Apply this insight to:

The next sub2api-class project (Go-rewrite, OpenAI-compat, Vertex-compat). Expect auth-on-default on metrics.
A different OSS pooled-relay project (e.g., one targeting Gemini or Mistral). Expect the same v2-style hardening if the maintainer has been on the receiving end of vendor pressure.
The reverse: a project whose disclosed gap was NOT pool-stats but something else (e.g., model-impersonation per Insight #38). Expect the next generation to fix that specific gap, not the metrics gap.

Operator impact

For Tier-1 vendors (Anthropic, OpenAI, Google):

Disclosure to the vendor against the v1 surface drove the v2 architecture. This is a disclosure-efficacy measurement that’s externally observable.
Re-probe at 14/30/60 days post-disclosure on the v1 cohort: measure decline in accounts, totalTokens rate, uptime per host. (This is the same scheduled re-probe protocol from the v1 disclosure, now extended to “and verify v2 still has zero POOL_LEAK at re-probe windows.”)

For research methodology:

A negative result (zero pool-leak in v2) is publishable evidence that disclosures work in this ecosystem. Quantitative measurement of disclosure efficacy is rare.
The same verify_probe.py schema can be re-run periodically. Drift toward POOL_LEAK > 0 would be evidence of regression OR new operator behavior outpacing OSS hardening.
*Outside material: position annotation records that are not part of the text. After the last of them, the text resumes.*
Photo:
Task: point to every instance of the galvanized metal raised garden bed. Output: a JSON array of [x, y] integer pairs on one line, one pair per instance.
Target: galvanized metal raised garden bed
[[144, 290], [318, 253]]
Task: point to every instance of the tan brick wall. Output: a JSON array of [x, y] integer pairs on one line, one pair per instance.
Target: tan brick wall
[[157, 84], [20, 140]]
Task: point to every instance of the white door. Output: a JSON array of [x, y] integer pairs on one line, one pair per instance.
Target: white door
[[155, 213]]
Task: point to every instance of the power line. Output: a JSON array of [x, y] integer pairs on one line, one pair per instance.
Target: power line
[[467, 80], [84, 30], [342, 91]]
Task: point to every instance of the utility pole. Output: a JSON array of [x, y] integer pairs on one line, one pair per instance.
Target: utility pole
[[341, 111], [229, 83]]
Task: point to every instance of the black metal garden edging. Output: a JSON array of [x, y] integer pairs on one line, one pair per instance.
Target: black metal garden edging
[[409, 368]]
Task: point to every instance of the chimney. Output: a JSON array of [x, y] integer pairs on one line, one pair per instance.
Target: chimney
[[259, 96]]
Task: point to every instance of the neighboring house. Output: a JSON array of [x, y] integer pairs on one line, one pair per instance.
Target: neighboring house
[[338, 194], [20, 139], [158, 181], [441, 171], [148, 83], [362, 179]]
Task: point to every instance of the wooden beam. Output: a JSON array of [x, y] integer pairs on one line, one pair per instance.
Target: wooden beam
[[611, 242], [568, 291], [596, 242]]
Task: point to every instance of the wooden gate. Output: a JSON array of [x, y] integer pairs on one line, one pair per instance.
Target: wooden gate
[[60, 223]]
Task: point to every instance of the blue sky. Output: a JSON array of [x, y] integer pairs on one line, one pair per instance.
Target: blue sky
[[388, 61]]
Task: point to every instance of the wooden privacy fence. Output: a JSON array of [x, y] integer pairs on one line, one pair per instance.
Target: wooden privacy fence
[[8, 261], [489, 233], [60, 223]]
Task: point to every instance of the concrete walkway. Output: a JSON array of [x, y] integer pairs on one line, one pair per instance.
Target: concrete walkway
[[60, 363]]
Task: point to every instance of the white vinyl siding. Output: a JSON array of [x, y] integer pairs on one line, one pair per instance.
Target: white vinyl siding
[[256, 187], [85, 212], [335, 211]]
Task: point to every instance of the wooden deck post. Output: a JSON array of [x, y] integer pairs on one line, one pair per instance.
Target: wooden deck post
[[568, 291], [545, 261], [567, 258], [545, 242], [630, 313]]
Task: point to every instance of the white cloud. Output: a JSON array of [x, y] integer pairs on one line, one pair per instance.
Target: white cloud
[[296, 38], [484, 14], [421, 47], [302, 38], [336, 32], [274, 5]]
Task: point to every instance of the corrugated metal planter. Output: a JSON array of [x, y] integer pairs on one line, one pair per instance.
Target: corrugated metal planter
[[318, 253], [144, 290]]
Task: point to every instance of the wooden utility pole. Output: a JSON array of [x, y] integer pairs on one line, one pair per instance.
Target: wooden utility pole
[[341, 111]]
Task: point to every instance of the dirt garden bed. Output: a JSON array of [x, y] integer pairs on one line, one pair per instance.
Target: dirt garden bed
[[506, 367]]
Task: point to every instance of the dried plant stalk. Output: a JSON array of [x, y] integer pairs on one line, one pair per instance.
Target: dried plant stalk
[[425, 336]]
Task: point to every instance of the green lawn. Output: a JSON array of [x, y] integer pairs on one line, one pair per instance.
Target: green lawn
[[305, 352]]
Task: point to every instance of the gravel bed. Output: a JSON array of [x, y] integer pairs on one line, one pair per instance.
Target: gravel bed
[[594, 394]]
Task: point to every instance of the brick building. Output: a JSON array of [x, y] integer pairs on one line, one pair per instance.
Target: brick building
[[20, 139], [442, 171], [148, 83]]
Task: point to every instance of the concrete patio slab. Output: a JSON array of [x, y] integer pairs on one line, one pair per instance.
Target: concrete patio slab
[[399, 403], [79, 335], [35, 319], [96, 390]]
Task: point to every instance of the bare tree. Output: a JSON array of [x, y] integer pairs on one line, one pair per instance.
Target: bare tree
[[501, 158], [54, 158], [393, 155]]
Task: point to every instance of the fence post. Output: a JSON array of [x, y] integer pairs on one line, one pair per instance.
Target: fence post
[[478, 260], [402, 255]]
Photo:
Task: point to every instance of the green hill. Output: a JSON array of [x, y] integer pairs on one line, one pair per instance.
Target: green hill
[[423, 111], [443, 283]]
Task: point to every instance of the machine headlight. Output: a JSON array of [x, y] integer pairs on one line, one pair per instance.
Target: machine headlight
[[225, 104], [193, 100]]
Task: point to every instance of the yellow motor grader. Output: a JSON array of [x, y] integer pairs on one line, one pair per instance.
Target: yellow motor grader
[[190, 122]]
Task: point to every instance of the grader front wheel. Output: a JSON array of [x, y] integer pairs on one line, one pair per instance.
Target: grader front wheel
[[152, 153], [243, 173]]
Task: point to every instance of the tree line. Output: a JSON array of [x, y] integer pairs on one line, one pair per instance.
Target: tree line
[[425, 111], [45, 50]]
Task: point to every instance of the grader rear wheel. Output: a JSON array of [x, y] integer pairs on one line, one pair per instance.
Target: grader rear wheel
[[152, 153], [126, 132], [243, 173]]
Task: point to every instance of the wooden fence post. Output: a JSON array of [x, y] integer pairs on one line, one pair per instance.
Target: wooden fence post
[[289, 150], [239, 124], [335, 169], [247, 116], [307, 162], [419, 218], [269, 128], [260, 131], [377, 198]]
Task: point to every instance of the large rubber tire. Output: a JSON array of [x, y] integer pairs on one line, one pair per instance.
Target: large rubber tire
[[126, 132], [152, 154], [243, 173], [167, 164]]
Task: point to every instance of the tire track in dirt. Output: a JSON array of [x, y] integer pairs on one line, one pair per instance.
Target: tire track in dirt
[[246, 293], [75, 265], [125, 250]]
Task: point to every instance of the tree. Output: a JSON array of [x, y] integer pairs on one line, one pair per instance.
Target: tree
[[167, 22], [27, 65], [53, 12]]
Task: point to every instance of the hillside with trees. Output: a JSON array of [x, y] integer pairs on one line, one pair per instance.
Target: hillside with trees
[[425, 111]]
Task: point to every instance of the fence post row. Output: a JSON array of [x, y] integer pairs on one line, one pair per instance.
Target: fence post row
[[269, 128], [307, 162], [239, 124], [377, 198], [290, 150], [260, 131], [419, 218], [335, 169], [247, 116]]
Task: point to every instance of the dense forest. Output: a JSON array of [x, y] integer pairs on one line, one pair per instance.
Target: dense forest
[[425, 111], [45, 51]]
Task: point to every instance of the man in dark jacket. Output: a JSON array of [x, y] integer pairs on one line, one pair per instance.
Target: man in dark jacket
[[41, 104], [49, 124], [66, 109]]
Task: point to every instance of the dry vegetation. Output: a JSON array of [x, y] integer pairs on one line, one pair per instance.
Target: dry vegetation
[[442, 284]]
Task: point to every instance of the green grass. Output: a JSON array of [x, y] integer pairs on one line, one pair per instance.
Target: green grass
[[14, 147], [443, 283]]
For the auth-on-default thesis:

Insight #25 was previously stated as “platform-default auth is the dominant pattern in this ecosystem.” Insight #40 extends: “…and the pattern strengthens over successor generations under disclosure pressure.”

Cross-references

Insight #25: auth-on-default thesis (the parent)
Insight #36: PaaS build-arg secret baking (the v2 sub2api result of “zero baked secrets” confirms #36 doesn’t generalize to this install class)
Insight #37: asymmetric auth gating (sub2api gates dashboard AND API symmetrically; #37 doesn’t apply)
Insight #38: model-impersonation fraud (orthogonal — covers a different vendor-deception class)
Insight #39: pooled-account attribution laundering (the architecture; #40 is about the finding-shape evolution within this architecture)

Source data

v1 cohort: case-studies/commercial/claude-relay-chinese-reseller-2026-05-19.md
v2 population: case-studies/commercial/sub2api-population-2026-05-19.md
Disclosure: sent to Anthropic Trust & Safety 2026-05-19 ~11:00 UTC re: v1 cohort
Re-probe schedule: 14/30/60-day on the six v1 hosts; first re-probe due 2026-06-02

Codified by Nuclide Research (Nicholas Kloster + Claude) 2026-05-19 from the sub2api population survey. Methodology per ~/.claude/nuclide-internal/METHODOLOGY.md.